妊娠中の高脂肪食と標準食を比較したヒトの研究では、食事の影響が生後6週の新生児でも持続していた。雌マウスが受胎前にHFDで飼育された場合でも、微生物叢の組成効果は妊娠後期まで観察された。
HFDによる妊娠微生物変化は、脂質代謝、糖代謝、および糖新生経路における遺伝子発現の違いを生じるらしい。
さらに、HFD食の微生物叢を移植されたダム(4つ足獣のメス親)の雄の子は、低脂肪食のそれに比べて探索・認知・および強迫的行動に大きな混乱を示した。特にフィルミキュートの減少は、オス動物の行動異常に関連していた。またHFDダムのメスの子は体重と脂肪の増加を示した。
妊娠中のビタミンや他の栄養補助食品の摂取も微生物叢に影響を与える可能性がある。
60人の妊婦のコホートでは、脂溶性ビタミン、特にビタミンDの高い食事摂取は、腸内微生物の多様性を低下させ、プロテオバクテリアの相対的な増加を示した。
さらに、太りすぎ妊婦における腸内微生物叢の多様性もビタミン、n-3 PUFA、および繊維の摂取で低下するので、腸透過性のマーカーである血清ゾヌリン濃度の低下と関連していた(腸の透過性が上がると病原体が血中に入りやすくなる。補助食品の摂取は腸内細菌叢の多様性を低下させるので結果として腸の透過性を下げるらしい)。
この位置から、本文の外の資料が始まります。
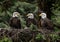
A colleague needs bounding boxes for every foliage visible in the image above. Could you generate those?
[0,36,12,42]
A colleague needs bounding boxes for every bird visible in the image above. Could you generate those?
[9,12,21,29]
[39,12,54,30]
[26,13,37,27]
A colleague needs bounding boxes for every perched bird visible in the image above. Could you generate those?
[26,13,37,27]
[9,12,21,29]
[39,12,54,30]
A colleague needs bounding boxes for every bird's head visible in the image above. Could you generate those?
[12,12,20,17]
[39,13,47,19]
[27,13,34,19]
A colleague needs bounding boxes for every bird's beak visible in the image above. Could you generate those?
[39,14,41,16]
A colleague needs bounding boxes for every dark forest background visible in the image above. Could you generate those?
[0,0,60,42]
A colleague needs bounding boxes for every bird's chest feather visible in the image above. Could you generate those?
[12,19,17,24]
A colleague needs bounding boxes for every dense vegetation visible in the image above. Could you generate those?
[0,0,60,42]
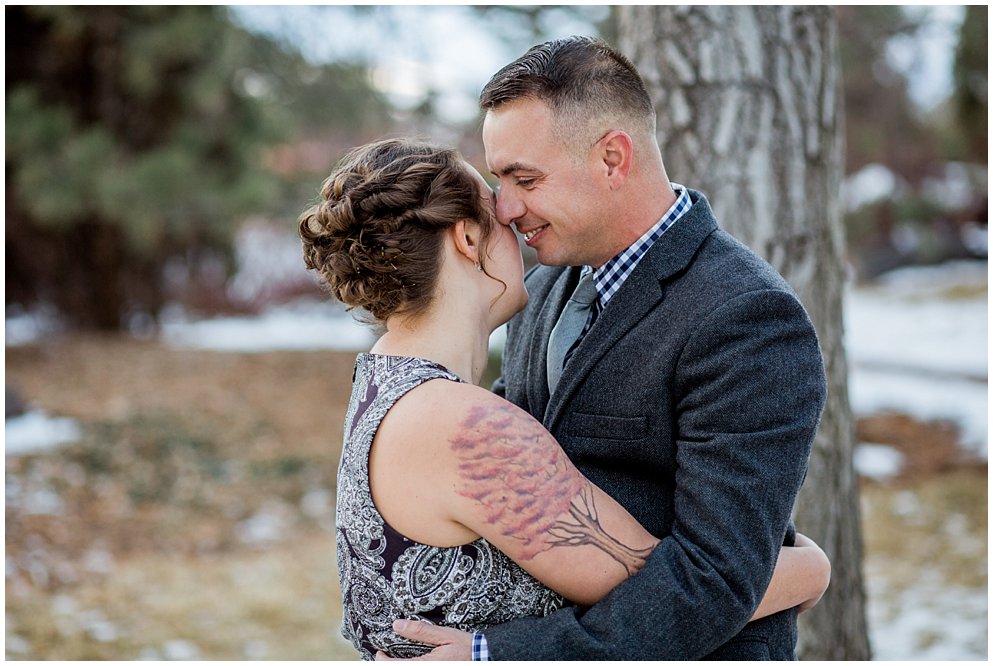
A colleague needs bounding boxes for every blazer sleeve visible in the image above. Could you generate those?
[484,290,826,660]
以上の結果は、妊娠中の食事バランスが微生物組成に影響を与え、母親と胎児の両方の代謝の改善につながることを示唆している。ビタミンD補充は、妊娠中の細菌性腟症や特定の膣内細菌の変化と逆相関している。
8)妊娠中の微生物の変化とホルモンの変化
ホスト(妊婦)のホルモンは腸内微生物叢と相互に関連している。
微生物はホルモンを産生し、調節し、かつ既存のホルモンレベルの影響を受ける。妊娠週数に伴いプロゲステロンおよびエストロゲンレベルが劇的に上昇するので、これらのホルモンが微生物組成に影響を及ぼすことが推定される。微生物叢は母体ホルモンレベルにリンクしている。まず、エストロゲン受容体(ER-β)が腸内微生物叢に影響を及ぼし、次に、プレボッテラ・インテルメディスを含むいくつかの微生物は、その成長のためにエストラジオールとプロゲステロンを利用する。さらに、多嚢胞性卵巣症候群などのホルモンの不均衡が明らかな疾患では、腸内細菌叢に明確な変化が見られる。
最近の研究は、プロゲステロンがビフィズス菌量の劇的な上昇を含む腸内微生物叢の変化につながることを実証している。
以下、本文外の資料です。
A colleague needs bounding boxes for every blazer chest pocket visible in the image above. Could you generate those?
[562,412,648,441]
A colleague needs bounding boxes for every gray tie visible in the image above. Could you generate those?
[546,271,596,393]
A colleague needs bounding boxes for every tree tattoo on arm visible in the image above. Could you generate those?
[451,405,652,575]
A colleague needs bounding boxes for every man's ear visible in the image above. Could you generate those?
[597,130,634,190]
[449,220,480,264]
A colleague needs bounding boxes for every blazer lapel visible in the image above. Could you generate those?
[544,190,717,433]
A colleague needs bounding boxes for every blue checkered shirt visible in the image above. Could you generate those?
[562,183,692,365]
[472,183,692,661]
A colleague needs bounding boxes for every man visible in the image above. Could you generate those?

膣内微生物叢は、ホルモンの状態によって強く影響を受ける。
最も顕著なのは、ラットの卵巣切除で、膣内の乳酸桿菌と嫌気性菌がいなくなり、クロストリジウム・ペルフェンゲン、バクテロイデス、ブドウ球菌、および黄色ブドウ球菌が優性となり膣炎を起こしやすくなる。これらの効果は、エストラジオールの補充によって逆転した.さらに、エストロゲン(17β-エストラジオール)は、カンディダ.アルビカンスの感染効果を抑制し、それによって潜在的な感染から宿主を保護する。
ヒトとヒヒの膣内微生物叢は、生殖状態、卵巣周期および性的行動に対する反応において変化することも示された。
妊娠中の微生物叢とホルモンを結ぶメカニズムと経路は解読されている。内分泌系、免疫系、および微生物叢の調節のすべてが妊娠を通じて変化する可能性がある。
最後に, 妊娠中の口腔内微生物叢の組成と、唾液中のE2、Pレベルの関連性も明らかにされている。ホルモンレベルに正の相関が見られる菌種には、プレボテッラ属とトレポネーマ属が含まれていた。